La escuela de vuelo "Patagonia Bush Pilots" funciona en Trevelin y, además de formar pilotos privados de avión, ofrece paseos aéreos y vuelos de bautismo. Sin dudas, una manera distinta de conocer el lugar y, para muchos, una experiencia inolvidable. Pases aéreos, vuelos de bautismo, clases de aviación y asistencia en momentos de emergencia entre las tareas que ocupan la rutina de Parodi.

Ezequiel "Queque" Parodi, piloto y propietario del emprendimiento, conversó con EQSnotas.com sobre su pasión por la aviación y lo que significa poder vivir de lo que le gusta.

Relató que cuando finalizó su carrera de piloto en la ciudad de Trelew surgió la idea de crear una escuela de vuelo.

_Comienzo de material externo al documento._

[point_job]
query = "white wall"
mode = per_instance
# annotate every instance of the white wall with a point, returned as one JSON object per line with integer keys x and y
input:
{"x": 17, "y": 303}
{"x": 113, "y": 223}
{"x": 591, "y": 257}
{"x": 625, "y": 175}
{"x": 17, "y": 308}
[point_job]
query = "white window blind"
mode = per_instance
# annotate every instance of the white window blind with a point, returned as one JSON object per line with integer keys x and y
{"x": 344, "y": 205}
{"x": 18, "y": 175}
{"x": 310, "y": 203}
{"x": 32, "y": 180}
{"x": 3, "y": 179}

Fue así que comenzó con el proyecto en el año 2018 y, en un principio, funcionó en el Aeroclub de Gendarmería Nacional hasta que, tras aprobado el proyecto, le brindaron el espacio para construir su propio Hangar que está totalmente equipado y preparado para las actividades que desarrolla.

La aventura y el placer de volar el cielo cordillerano, con la pasión de Queque Parodi

Como se mencionó anteriormente, la escuela dicta el curso privado de avión, que es el primer escalón dentro de la carrera aeronáutica, y el curso de piloto comercial. Ambos regulados y fiscalizados por la ANAC (Administración Nacional de Aviación Civil).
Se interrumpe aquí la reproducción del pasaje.